CompTIA Pentest+ PT0-002 – Section 4: Passive Reconnaissance Part 5

  • By
  • January 23, 2023
0 Comment

32. Public Repositories (OBJ 2.1)

As you’ve seen by now, data is everywhere online if you just know where to look at it now. Now, some other great places to look when you’re doing your reconnaissance is public source code repositories as well as website archives. Now public source code repositories are websites that allow developers to work together in an agile way to create software very quickly. Because of this, they’re very collaboratively focused. They’ll allow people to work together regardless of where their location is and share data and source code together.

Now, these things can be set up as either public or private and a lot of times, files that start out as private sometimes get misclassified as public and then they’re available online for anyone to find. So as you’re doing your open source intelligence and your reconnaissance work, be sure to check places like GitHub, Bitbucket, SourceForge, and other places like this that are source code repositories because you’re going to be able to find a lot of good data there.

For example, if you go into SourceForge, you’re going to be able to see discussion forums and issue tracking for that particular piece of code or software. GitHub is also extremely popular because you need these public source code repositories to be able to have your code staged and ready to be pulled into production especially if you’re using cloud-based services, like AWS, Azure, or Google Cloud or even something like a docker image.

Now, when we’re dealing with these repositories the way developers normally use it is that they will create a public repository or a private repository in one of these public sources where they can then house their code. As they have the things there each developer can check out code, work on it and then check it back in and have it committed back to the public repository once they’re satisfied with their changes.

At that point, whoever is the project leader or maintainer can verify the code is good, ready to go to production and then it can get put into the continuous integration and continuous deployment pipeline so it can get moved into production from your development and then staging servers, and finally into production.
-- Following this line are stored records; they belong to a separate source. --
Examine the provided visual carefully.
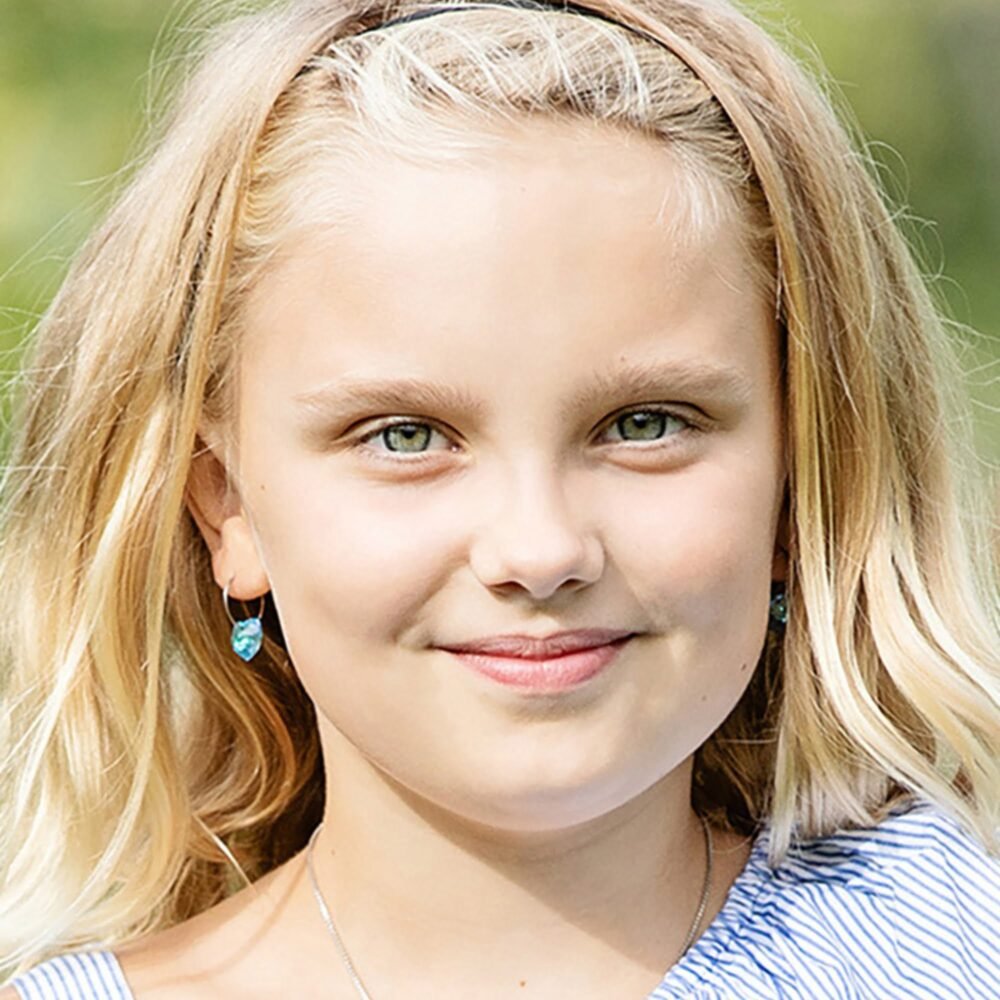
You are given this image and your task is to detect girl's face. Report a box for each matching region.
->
[217,123,784,830]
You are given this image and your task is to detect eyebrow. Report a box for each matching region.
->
[295,362,753,419]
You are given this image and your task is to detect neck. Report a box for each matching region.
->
[310,724,706,1000]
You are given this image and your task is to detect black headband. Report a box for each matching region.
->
[353,0,665,47]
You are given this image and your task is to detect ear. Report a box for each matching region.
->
[185,438,271,601]
[771,488,792,582]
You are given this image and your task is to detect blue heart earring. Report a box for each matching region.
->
[768,580,788,632]
[222,580,264,663]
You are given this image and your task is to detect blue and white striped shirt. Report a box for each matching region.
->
[14,805,1000,1000]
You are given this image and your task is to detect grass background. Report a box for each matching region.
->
[0,0,1000,462]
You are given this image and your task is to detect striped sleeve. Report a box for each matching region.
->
[652,805,1000,1000]
[11,951,134,1000]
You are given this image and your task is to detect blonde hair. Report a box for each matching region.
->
[0,0,1000,970]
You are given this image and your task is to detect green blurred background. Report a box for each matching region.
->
[0,0,1000,462]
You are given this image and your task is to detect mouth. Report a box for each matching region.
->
[441,630,635,694]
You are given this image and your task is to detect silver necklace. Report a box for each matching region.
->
[306,816,712,1000]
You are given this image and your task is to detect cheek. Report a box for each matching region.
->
[609,464,778,625]
[253,475,470,642]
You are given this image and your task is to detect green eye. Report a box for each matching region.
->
[614,410,685,441]
[379,424,432,454]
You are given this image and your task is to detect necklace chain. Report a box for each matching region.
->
[306,816,712,1000]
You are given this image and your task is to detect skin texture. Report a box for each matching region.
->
[121,115,784,1000]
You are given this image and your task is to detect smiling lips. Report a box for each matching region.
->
[441,629,635,694]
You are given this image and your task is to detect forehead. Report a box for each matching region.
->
[236,121,767,406]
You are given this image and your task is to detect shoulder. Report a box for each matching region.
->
[655,804,1000,1000]
[0,951,132,1000]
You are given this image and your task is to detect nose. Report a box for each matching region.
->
[470,468,605,600]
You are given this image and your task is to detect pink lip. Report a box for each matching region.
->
[444,629,634,694]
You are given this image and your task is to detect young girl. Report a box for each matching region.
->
[0,0,1000,1000]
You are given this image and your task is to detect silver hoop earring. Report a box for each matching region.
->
[222,580,264,663]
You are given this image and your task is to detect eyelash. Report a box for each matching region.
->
[355,405,702,465]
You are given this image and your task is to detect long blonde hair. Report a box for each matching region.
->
[0,0,1000,971]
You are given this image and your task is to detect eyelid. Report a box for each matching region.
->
[354,416,454,463]
[597,403,711,436]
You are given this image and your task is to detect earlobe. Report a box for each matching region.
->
[212,512,271,601]
[186,434,270,601]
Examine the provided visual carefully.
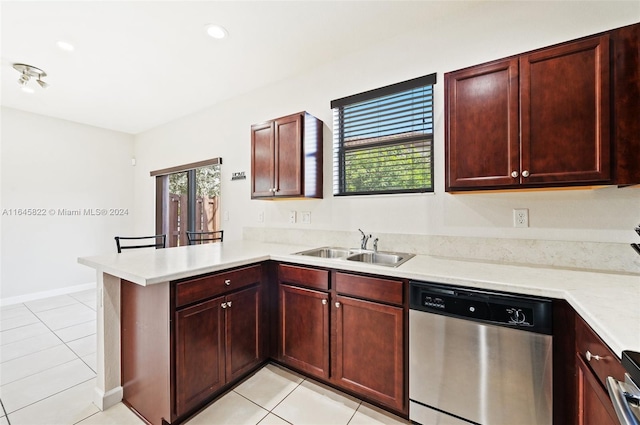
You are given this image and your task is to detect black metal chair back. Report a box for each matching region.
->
[115,235,167,254]
[187,230,224,245]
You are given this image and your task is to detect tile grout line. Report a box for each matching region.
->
[2,376,98,425]
[0,399,11,425]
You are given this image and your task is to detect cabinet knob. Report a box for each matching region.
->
[584,350,604,362]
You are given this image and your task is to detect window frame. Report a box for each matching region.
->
[149,157,222,245]
[331,73,437,196]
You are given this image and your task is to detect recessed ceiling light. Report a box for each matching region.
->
[205,24,229,39]
[56,40,75,52]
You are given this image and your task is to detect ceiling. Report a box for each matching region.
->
[0,0,470,134]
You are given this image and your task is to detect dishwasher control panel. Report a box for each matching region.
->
[409,281,552,335]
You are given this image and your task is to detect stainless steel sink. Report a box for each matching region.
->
[296,246,352,258]
[347,252,415,267]
[295,246,415,267]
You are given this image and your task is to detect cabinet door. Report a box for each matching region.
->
[333,296,405,411]
[445,59,520,190]
[275,114,304,196]
[520,35,611,184]
[278,284,329,379]
[576,355,618,425]
[175,297,225,415]
[225,286,262,382]
[251,122,275,198]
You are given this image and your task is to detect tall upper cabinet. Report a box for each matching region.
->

Now, as a penetration tester you can often find a lot of really important data inside of these public source code repositories. For example, if somebody has them set to public, instead of private, you’re going to be able to see the entire source code and then you can analyze it and find vulnerabilities with it that you may be able to attack later on during your exploitation phase. Now, in addition to that, some developers make some really common insecure coding mistakes, like putting in things like API keys, usernames, and passwords directly into their code instead of pulling those things from a more secure location. If they do this and you can see the code because it’s been exposed you’re going to be able to find not just vulnerabilities but also authentication credentials. And so again, you can see why this information is really valuable to a penetration tester. Now, the other thing we want to talk about in this lesson is the fact that there are website archives and website cashes out there.

Now, just because the website is secured today, doesn’t mean it was secure three weeks ago, three months ago or three years ago. So if you go to a site like you can actually use the Wayback Machine and look at what that site looked like in previous versions. If they had some sort of a public disclosure at some point, you can go back and see that and then grab that detail and that information.

Additionally, if you’re searching with something like Google, you can use the keyword hash, colon and the website name to be able to pull up the cached version of that website. Where this is really helpful is if there was a company that had some sort of a disclosure or some kind of a bad event happen. For example, maybe somebody put up a Word document, a PowerPoint or an Excel file on the website that had confidential information on it.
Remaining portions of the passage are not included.